Third, we now understand that the federal bureaucracies are ill-equipped to deal with another set of new challenges–the challenge of nation building. The U.S. must take on the challenge of helping the states of the Islamic world and poor countries elsewhere, to build the institutions that are necessary to stimulate economic development and political democracy.
Yet the agencies of the government, which bear that responsibility, have been underfunded and understaffed for years.
While we will spend $370 billion on defense in 2001, all non-military international affairs–the embassies and consulates, the State Department, all foreign economic and technical assistance we give to other countries, all propaganda activities, the VOA, Radio Marti, Radio Liberty, and the U.S. Information Agency–will cost about $22 billion, some 6 percent of all military spending.
Given the challenges ahead, it is reasonable to conclude that far higher levels of spending will be necessary along with a restructuring of those agencies, which have basically been withering for years.
9. Securing and expanding globalization.
A great threat to the future is the threat to globalization posed by Sept. 11. Insurance, shipping costs and extra security will all raise the costs of trade. Borders will be far less open. Foreign investment is likely to plummet as companies lose their appetite for risk at the very time they perceive risks to be increasing. But the movement of goods, services, people, capital and ideas across national borders has been a great stimulus to economic development and democracy. We need to induce the countries that effectively stand outside the global economy–the Middle East in particular–to join. But an even greater challenge is to take the coalition that has been built to counter terrorism, including Russia, China and India, and develop it into a group of states committed to stimulating globalization.
10. Preserving a robust American economy.
The U.S. economy appears to have entered a recession before Sept. 11. It is reasonable to assume that the events of that day and after have driven growth rates further down. A enormous transfer of assets is now under way from the private sector to the public sector. While it is essential that government now perform many of the functions it has transferred to the private sector in the last two decades, the result will be to slow economic growth.

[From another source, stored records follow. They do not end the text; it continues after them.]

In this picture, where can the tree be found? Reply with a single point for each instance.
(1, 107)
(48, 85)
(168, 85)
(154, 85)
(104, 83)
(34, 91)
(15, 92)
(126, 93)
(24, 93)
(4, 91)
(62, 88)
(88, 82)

But powerful factors are at work to reverse the U.S. economic slowdown. The Federal Reserve has been relentless in cutting interest rates. The government is substantially increasing spending. Oil prices have plummeted by 25 percent since the attacks as global demand plummets. The ways in which these contrary forces play out will determine the fate of the U.S. economy in coming years.
These then, are the challenges we confront. If the leaders of the U.S. possess the vision, the courage and the political will to seize this moment of flux in world affairs, immense benefits may yet emerge from the tragedies of Sept. 11.